Available tooth displacement sensors are detailed in the article entitled "Review of Methods for Measuring Tooth Mobility" by Dr. Samuel Yankell, which was published in 1988 in the Compendium of Continuing Education, Dental Supplement No. 12, pages S428-S432. As detailed therein, early sensors comprised calipers which recorded the physical displacement of the tooth in response to pressure applied thereto. Assessing the exact amount of pressure to which the tooth is subjected is difficult in such a system. Furthermore, the caliper-based systems were inexact given the fact that the calipers themselves often move in response to the applied pressure, thereby influencing the measurements. Later sensors have been developed to measure tooth mobility without the application of an external force to the tooth and measuring tool. Eddy current displacement sensors, holographic interferometers, and stereophotography systems have been used to measure tooth mobility without the measuring tool physically contacting the tooth and thereby, to some degree, physically influencing the tooth movement. Each of the foregoing systems is able to take a "picture" of the tooth under various load conditions, which conditions simulate either expected dental procedures or normal usage to which the tooth or fixture will be subjected. An analysis of the "pictures" provides a profile of the tooth or fixture mobility. A disadvantage of the latter methods of measurement is the need to rely on an external standard by which the movement observed in successive "pictures" is correlated to actual displacement in response to a load.
In unrelated technologies, tilt sensors have been developed utilizing several basic approaches. Low gravity accelerometers utilizing force balance spring mechanisms provide highly accurate tilt angle measurement; however, such systems are large in size incorporating high cost, complex electromechanical transducers. Though appropriate for large scale tilt or attitude measurements, such as for aeronautic applications, such sensors cannot be scaled to be workable in smaller dimensions.
Another category of angular measurement devices rely on the use of a variable capacitor or variable resistor positioned in an enclosure which is partially filled with either a dielectric or a conductive fluid. Upon angular displacement of the enclosure, the movement of the air bubble above the fluid is detected by measurement of the change in the electrical capacitance or resistance.
An angular displacement sensor is provided in U.S. Pat. No. 3,839,904 of Stripling, et al, which is entitled "Magnetic Fluid Level Detector And Vibration Transducer". The Stripling, et al sensor provides a magnetic fluid sensing element having a primary coil and two secondary coils disposed about a vial which is partially filled with fluid. A single magnetic flux path passes through the primary and the two secondary coils, with a portion of the flux path being in the air gap about the fluid in the vial. Angular displacement of the vial results in displacement of the fluid and a consequent change in the magnetic field, resulting in an output voltage indicative of the displacement. Such a sensor must be relatively large in size in order to compensate for the large presence of an air gap in conjunction with sufficient ferromagnetic fluid for the desired magnetic permeability.

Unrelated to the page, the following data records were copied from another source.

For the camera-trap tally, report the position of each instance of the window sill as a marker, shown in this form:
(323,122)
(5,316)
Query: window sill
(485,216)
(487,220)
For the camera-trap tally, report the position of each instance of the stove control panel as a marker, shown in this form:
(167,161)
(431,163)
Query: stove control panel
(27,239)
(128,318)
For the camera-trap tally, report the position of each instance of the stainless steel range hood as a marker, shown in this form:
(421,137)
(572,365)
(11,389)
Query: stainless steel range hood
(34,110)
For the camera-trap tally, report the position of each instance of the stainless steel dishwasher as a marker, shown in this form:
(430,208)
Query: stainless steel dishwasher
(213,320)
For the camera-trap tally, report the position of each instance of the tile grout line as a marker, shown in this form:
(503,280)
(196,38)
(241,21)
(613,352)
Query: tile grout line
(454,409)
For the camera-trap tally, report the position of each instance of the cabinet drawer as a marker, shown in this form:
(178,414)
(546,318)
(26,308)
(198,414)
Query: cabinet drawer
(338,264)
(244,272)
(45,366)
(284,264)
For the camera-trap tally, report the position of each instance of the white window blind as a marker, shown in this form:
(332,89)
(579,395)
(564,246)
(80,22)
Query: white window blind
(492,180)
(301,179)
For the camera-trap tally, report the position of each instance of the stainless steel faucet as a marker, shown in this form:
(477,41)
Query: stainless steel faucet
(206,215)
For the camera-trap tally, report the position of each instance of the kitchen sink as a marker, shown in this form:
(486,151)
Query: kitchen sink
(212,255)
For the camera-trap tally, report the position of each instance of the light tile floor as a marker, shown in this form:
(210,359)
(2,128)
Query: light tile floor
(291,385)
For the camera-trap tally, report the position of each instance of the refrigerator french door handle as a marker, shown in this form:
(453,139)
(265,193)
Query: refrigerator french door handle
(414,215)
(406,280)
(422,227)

U.S. Pat. No. 4,676,103 of Nakajima provides "Acceleration or Inclination Sensors" which operate in a similar manner to the above-noted category of systems. The Nakajima sensors effectively utilize a bubble of magnetic fluid which is displaced in response to angular displacement of its housing.
Some disadvantages of the sensors which rely in part on the air bubble or air gap in the sensor enclosure include variability in readings due to ambient temperature fluctuations, relatively low output signal levels due to the fact that air is a high reluctance path for magnetic flow, and lack of scalability to ideal dimensions given the need to increase fluid amounts to compensate for the high reluctance air path.
What is desired, therefore, is a system which provides high output signals, representative of angular displacement, in a small-scale, temperature stable sensor.
It is, therefore, an objective of the present invention to provide a system and method for measuring angular displacement of a body on a small scale.
It is another objective of the invention to provide a system and method for measuring angular displacement of a body without requiring external calibration.
It is still another objective of the invention to provide a system and method by which angular displacement of a body can be measured without applying force to the measurement tool itself and thereby affecting the results of the measurement.
Yet another objective of the invention is to provide an angular displacement sensor which can effectively provide high output signals representative of angular displacement in a small-scale, temperature-stable sensor.